Author: Hamid Abdollahi Nasehabad, Mehrangiz Amiri, Mohammad Reza Deevband, Faraz Kalantari, Milad Peer-Firozjaei, Ali Shabestani Monfared, Ehsan Tajikmansoury 👨🔬
Affiliation: Biomedical Engineering and Medical Physics Department, School of Medicine, Shahid Beheshti University of Medical Sciences, Department of Radiology, University of British Columbia, Department of Radiation Oncology, University of Arkansas for Medical Sciences (UAMS), Department of Radiobiology and Medical Physics, Babol University of Medical Sciences, 1. Department of Radiobiology and Medical Physics, Babol University of Medical Sciences, Department of Radiation Oncology and Molecular Radiation Sciences, Johns Hopkins University School of Medicine 🌍
Purpose:
Targeted radionuclide therapy (TRNT) with 213Bi- labeled radiopharmaceuticals is a promising approach in targeted alpha and beta therapy for cancer. This study aims to assess double-strand breaks (DSBs) by quantifying γH2AX, a marker of early DNA damage, in the MCF7 cell line. The evaluation combines Monte Carlo simulations with comparisons to experimental data.
Methods:
Geant4-DNA (version 11.3) Monte Carlo (MC) toolkit used to accurate modeling of MCF7 cells were geometrically consider as ellipsoids with semi-axes of 7.01 ± 0.33 μm, 2.50 ± 0.25 μm, and 5.30 ± 0.26 μm. A fractal-based DNA chain structure was simulated using a continuous Hilbert curve, achieving a base pair density of ~0.017 bp/nm³. Physical, physicochemical, and chemical processes in liquid water irradiation, including radiolytic effects was simulate in toolkit. Direct and indirect DNA damage, such as single and double-strand breaks, was calculated for energy deposition and free radical interactions resulting from the irradiation of 8 μCi of 213Bi in Geant4-DNA. Energy spectra were derived from MIRD data, and secondary particles were tracked using phase-space files.

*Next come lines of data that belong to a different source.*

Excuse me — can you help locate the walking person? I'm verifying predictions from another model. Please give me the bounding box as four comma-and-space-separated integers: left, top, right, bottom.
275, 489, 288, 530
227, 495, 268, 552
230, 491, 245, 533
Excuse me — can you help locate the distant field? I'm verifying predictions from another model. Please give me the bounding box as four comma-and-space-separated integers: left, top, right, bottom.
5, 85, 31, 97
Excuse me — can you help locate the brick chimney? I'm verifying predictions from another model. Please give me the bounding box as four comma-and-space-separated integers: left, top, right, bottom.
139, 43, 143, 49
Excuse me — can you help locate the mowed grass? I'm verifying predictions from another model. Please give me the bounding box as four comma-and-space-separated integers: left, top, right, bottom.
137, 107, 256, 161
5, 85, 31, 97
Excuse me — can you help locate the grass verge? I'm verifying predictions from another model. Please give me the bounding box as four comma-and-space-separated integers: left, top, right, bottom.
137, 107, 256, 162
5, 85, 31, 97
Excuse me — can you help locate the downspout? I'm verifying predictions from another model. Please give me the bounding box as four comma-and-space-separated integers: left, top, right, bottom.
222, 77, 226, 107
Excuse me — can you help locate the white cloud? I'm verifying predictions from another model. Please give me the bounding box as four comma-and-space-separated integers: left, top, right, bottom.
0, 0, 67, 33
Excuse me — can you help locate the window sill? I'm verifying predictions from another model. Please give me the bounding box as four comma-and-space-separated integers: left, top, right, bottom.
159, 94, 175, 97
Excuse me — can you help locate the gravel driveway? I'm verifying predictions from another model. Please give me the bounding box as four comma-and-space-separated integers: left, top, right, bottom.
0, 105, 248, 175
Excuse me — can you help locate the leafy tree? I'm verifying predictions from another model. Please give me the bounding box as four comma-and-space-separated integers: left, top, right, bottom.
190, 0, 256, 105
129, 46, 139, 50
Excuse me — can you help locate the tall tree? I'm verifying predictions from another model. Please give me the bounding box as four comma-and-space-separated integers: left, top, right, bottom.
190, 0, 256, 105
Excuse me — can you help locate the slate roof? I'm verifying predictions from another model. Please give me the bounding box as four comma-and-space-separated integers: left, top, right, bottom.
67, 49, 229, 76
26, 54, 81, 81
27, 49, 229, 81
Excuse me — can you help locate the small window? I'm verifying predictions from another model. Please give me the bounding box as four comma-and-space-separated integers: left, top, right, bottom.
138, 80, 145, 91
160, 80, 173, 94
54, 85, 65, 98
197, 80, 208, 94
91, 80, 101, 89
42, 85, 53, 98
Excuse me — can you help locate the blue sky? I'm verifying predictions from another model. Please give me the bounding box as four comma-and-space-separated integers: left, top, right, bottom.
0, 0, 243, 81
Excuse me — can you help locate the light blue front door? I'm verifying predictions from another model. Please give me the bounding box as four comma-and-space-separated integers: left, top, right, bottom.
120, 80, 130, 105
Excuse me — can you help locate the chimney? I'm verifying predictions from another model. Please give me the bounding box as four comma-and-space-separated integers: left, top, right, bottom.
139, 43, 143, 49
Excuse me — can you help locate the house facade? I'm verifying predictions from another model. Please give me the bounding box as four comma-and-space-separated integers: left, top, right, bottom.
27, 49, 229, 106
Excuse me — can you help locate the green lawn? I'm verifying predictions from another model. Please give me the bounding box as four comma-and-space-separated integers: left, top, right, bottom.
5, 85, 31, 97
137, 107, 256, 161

A DNA damage repair model based on Belov et al.'s framework was implemented in Python, incorporating four primary DSB repair pathways and simulating γH2AX formation through Michaelis-Menten kinetics.
Results:
Monte Carlo simulations quantified early DNA damage in MCF7 cells exposed to alpha and beta particles from 213Bi. The results aligned closely with experimental data on γH2AX yields over time (p-value < 0.05). Minimal error margins suggested potential contributions from cross-fire and bystander effects, warranting further exploration in radiopharmaceutical therapy.
Conclusion:
This study demonstrates the utility of Monte Carlo simulations in evaluating early DNA damage and repair mechanisms in radiopharmaceutical therapies. Evaluating the early radiobiological effects of new radiopharmaceuticals on different cancer cell lines, may enhance the design and optimization of cancer treatment strategies.